Ultimately, the education reform debate is about power, and parallel to the current attacks on powerless teachers, political and public sentiment about people trapped in poverty exposes why power begets power and inequity protects the status quo, as Nick Baez explains about the psychology of poverty:
"As a result, even highly intelligent individuals easily make irrational decisions surrounding risk.
"This line of research has subsequently produced another mountain of studies over the past two decades, which have applied the lessons of human decision making to greater systemic issues. The studies have generated enormous implications, particularly with respect to systemic poverty.
"The answers have been quite clear: the experience of poverty generates its own psychology."
While the "No Excuses" Reform ideology seeks to focus entirely on individuals, and thus ignore social dynamics, evidence confirming the reform calls coming from Social Context Reformers shows
"Most of us judge poor people, viewing them at worst as lazy, at best as suffering from deficient financial behavior. We've gotten used to thinking that being poor is their fault: If they were smarter or more industrious they surely would have overcome their poverty [emphasis added].
"Shafir, however, claims that the real culprit isn't lack of ability but problems created by poverty. 'These problems are distracting and cause mistakes,' he told Markerweek in an interview.
"'When you're poor you're surrounded by bad decisions of people around you,' he says. 'You're so concerned about the present that you can't begin thinking about the future, and that's the big irony: People with the greatest need to think about the future don't have the leisure or emotional capacity to do so. The very essence of poverty complicates decisions and makes immediate needs so urgent that you start making wrong choices. These mistakes aren't any different from anyone else's, but they occur more frequently due to the element of stress, and their implications are much greater.'"
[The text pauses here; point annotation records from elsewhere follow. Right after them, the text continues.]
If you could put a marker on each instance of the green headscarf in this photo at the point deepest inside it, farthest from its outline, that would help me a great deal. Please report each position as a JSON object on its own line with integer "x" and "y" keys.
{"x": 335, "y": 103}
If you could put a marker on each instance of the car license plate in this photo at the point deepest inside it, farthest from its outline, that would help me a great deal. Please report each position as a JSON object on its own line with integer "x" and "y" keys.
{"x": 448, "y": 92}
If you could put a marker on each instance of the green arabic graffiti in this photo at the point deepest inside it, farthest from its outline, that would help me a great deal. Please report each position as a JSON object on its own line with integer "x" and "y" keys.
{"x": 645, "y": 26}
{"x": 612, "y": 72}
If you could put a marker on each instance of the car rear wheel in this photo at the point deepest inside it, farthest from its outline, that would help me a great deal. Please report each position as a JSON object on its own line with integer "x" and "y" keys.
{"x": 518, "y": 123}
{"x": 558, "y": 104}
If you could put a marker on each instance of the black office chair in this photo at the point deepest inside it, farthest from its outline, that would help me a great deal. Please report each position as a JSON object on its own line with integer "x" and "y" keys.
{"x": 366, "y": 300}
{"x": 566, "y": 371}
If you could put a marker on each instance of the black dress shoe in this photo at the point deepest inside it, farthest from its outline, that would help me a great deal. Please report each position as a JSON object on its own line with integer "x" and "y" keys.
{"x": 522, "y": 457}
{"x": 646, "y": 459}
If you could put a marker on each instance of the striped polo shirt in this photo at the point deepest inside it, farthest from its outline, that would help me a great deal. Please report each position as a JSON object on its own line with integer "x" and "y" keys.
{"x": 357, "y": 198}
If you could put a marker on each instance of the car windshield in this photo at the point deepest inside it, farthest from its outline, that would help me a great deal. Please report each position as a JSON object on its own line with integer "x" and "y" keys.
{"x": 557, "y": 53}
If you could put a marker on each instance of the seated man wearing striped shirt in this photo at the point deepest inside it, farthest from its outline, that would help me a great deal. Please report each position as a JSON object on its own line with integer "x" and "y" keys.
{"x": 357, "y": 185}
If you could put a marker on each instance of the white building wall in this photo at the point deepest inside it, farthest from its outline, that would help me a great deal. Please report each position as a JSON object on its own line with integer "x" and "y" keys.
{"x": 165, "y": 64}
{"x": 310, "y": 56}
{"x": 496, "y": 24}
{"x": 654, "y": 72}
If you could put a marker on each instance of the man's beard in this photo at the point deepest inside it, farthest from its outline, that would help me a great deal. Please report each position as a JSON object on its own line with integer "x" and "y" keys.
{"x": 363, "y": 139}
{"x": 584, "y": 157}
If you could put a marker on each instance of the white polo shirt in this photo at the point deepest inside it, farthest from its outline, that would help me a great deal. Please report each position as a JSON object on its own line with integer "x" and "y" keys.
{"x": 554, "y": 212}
To acknowledge this psychology of poverty, as Social Context Reformers do, is not to reject the importance of quality schools and teachers—and the impact both can have on children.
But to perpetuate the rugged individualism myth by focusing exclusively on teacher quality and student effort ("no excuses" charter chains such as Knowledge Is Power Program [KIPP]) does allow the ruling elite in the U.S. to ignore—and distract the public from—childhood inequity in their lives outside of school: Of 35 economically advanced countries, the U.S. sits next to the bottom in childhood relative poverty (Iceland, 4.7%, and Finland, 5.3 %, at the top, and the U.S., 23.1%, and Romania, 25.5%, at the bottom, see page 3).
Social Context Reformers are the only voices in the education reform debate who are acknowledging social inequity as well as the systemic failure of public education: Where schools fail children is when those schools reflect and perpetuate inequity, patterns far too common in public schools and almost uniformly existing in the exact schools promoted by "No Excuses" Reformers.
"No Excuses" Reformers are essentially confronting powerless populations—people and children in poverty and teachers—and demanding that these groups simply work harder.
That message benefits only the messengers.
And to privilege that position while marginalizing the voices and work of educators, scholars, and researchers benefits only the privileged as well—while also ignoring a tremendous wealth of evidence that the U.S. as free people needs to confront inequity in all of our lives and our institutions.